Кабинет доктора Даллакяна заставлен кормами, баночками, скляночками, мягкими домиками и переносками. На стенах рисунки. Под портретом собаки лежит тот самый высокомерный кот, который встречал меня в окне.

– Пока все деньги уходят на ремонт помещений для животных. Зимой – на отопление. Нас все больше и больше, площади не хватает, – объясняет Карен.

– А как вы начали принимать диких животных?

– С Жорика пошло. Но до него был лев. В Челябинске остановился передвижной зоопарк. Мне позвонили: лев весь в язвах, лечили в других городах, но болезнь не проходила. Я приехал. Смотрю, а он, бедняга, живет на сене. Сено впитывает мочу, значит, лев лежит на своих испражнениях, клетка грязная, почесался о прутья, лег – началась мокнущая экзема. А не лишай, как написано в карточке. Два укола, рекомендации по гигиене – и лев выздоровел. После этого принесли медвежонка с флюсом. Затем брошенных бродячим зоопарком орлов, их нашли монахи в степях Оренбургской области – передвижной зоопарк разорился, орлов бросили умирать. У птиц были перебиты крылья. Вместе с орлами мне передали икону святого Георгия. Теперь она нас охраняет. А потом была история с Жориком, случилось это десять лет назад.

Однажды вечером Карену позвонил ветеринар из Свердловской области. Кричал в трубку, что к нему привезли тигра с опухшей мордой и температурой 42. «Я только коров лечу, не знаю, что с ним делать!» – волновался звонивший.

Доставили в Челябинск Жорика поздней ночью. Это был пятимесячный тигренок. На морде огромная открытая рана, от которой уже шел тяжелый трупный запах. Челюсть раскурочена, воспаление перешло на костную ткань. Сопровождающие рассказали, что тигренок был в передвижном зоопарке, там ему по глупости дали живую курицу, костью которой он насквозь проколол себе морду. Поскольку местный ветврач не разобрался, в чем дело, вырвал зуб, чем ухудшил состояние зверя.

Карен оказал первую помощь, уколол антибиотик и ушел домой. Но уснуть не смог – с первыми лучами солнца пошел по магазинам искать козье молоко…

Лечение Жорика заняло полгода. Он сдирал с морды повязки, ломал мебель, рвал обои. Бросался на своего спасителя, но с каждой процедурой понимал, что ему становится легче. И однажды после очередной операции произнес: «Мрр-а-а». Так тигрята обращаются к матери. После этого он уже спал у Карена под боком. Они вместе ели на завтрак куриные яйца и полезное мумие.
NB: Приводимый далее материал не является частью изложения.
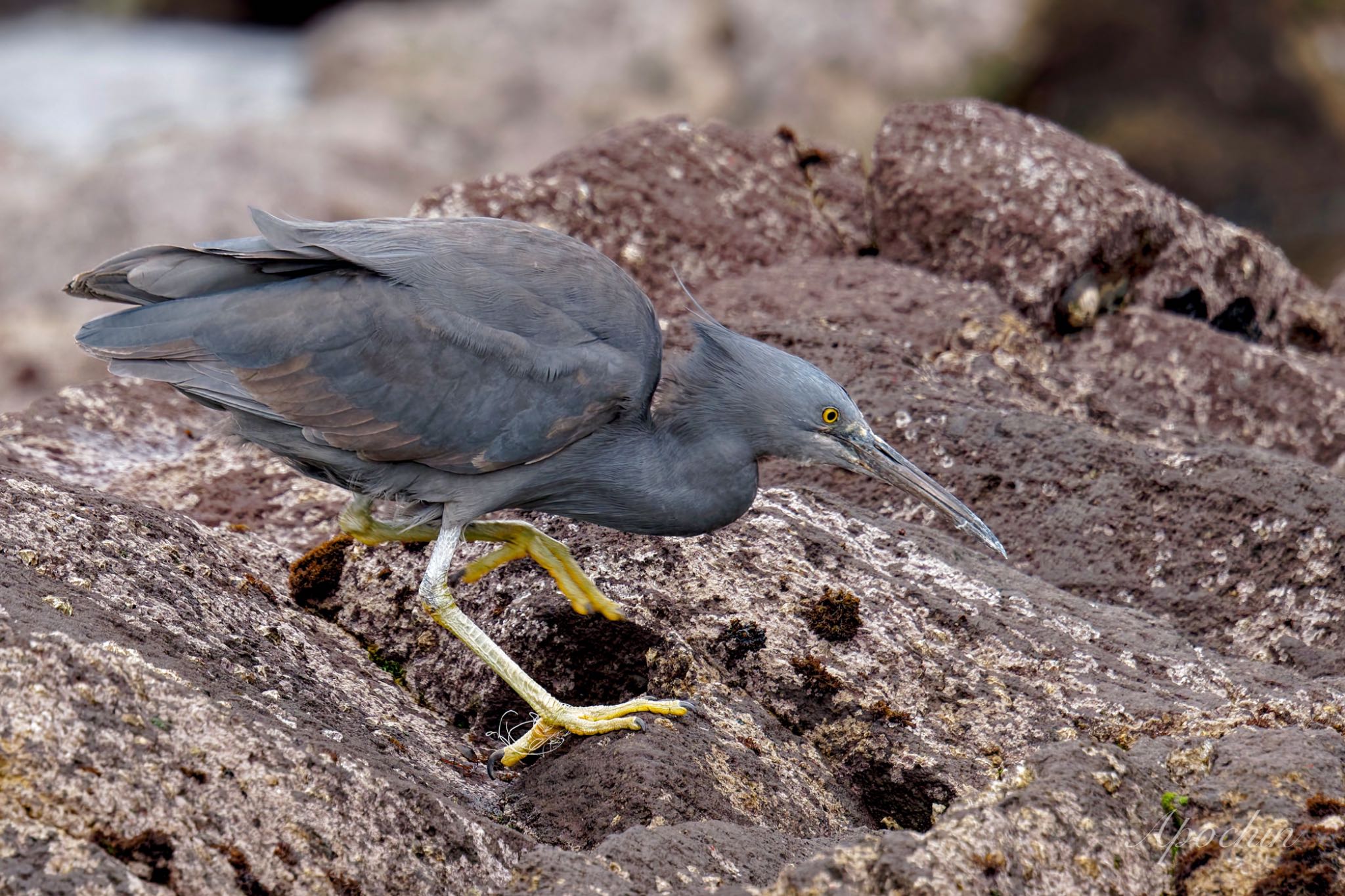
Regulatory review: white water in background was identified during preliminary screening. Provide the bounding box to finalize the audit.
[0,15,307,161]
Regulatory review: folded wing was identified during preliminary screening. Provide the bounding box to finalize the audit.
[67,211,662,473]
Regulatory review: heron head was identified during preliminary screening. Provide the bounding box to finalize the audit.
[683,322,1005,555]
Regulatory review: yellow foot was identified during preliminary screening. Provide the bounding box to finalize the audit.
[449,520,621,620]
[336,496,439,544]
[485,697,697,778]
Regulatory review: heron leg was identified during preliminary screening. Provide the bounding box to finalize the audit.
[452,520,623,619]
[420,524,694,773]
[336,494,439,544]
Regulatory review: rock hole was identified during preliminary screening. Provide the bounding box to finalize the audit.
[481,605,666,728]
[850,759,958,833]
[93,830,175,888]
[1209,295,1260,343]
[1164,286,1209,321]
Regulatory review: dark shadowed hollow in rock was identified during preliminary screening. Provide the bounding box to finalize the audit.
[8,102,1345,896]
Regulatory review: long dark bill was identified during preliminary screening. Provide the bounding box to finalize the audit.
[847,435,1009,560]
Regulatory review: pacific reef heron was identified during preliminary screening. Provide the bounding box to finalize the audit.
[66,209,1003,771]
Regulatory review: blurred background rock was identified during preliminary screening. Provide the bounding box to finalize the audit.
[0,0,1345,410]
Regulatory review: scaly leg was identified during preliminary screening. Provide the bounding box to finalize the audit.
[338,505,621,619]
[449,520,621,619]
[336,494,439,544]
[420,524,695,777]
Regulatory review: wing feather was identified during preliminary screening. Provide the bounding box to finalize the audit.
[72,211,662,473]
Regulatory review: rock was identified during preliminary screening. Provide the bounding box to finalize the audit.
[0,104,1345,895]
[412,117,869,312]
[871,100,1345,352]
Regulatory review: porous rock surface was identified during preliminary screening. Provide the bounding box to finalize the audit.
[0,102,1345,895]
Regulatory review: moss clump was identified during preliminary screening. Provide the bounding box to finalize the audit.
[364,643,406,688]
[1308,791,1345,818]
[716,619,765,665]
[789,654,841,696]
[803,588,860,641]
[1252,825,1345,896]
[1172,842,1224,896]
[289,534,354,615]
[866,700,916,728]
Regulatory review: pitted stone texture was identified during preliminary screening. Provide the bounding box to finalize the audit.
[412,117,870,314]
[871,100,1329,352]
Вместе выходили на прогулки и читали газеты. Однажды Карен понял, что Жорика можно возвращать. Позвонил хозяевам зоопарка. Те приехали, увидели искалеченную морду тигра и сказали: «Такого людям показывать нельзя, мы его заберем через полгода на шкуру».

– Я его вытаскивал с того света, он у меня на руках дважды умирал, прятался за меня, как ребенок, а они – на шкуру! – Карен заново переживает те дни, на лице его выступил лихорадочный румянец. – Я тогда спросил: «Сколько вы за него хотите?» – «150 тысяч». У меня их не было. И тогда я обратился к челябинцам, рассказал историю Жоры и попросил его спасти. Люди отозвались, прислали даже больше, чем нужно. То, что осталось, пошло на лечение других зверей. А наш тигр через время переехал в тайгу, в центр реабилитации диких животных «Утес». У него там огромная территория, чистый воздух и еще один амурский тигр по соседству. Переехал Жорик восемь лет назад.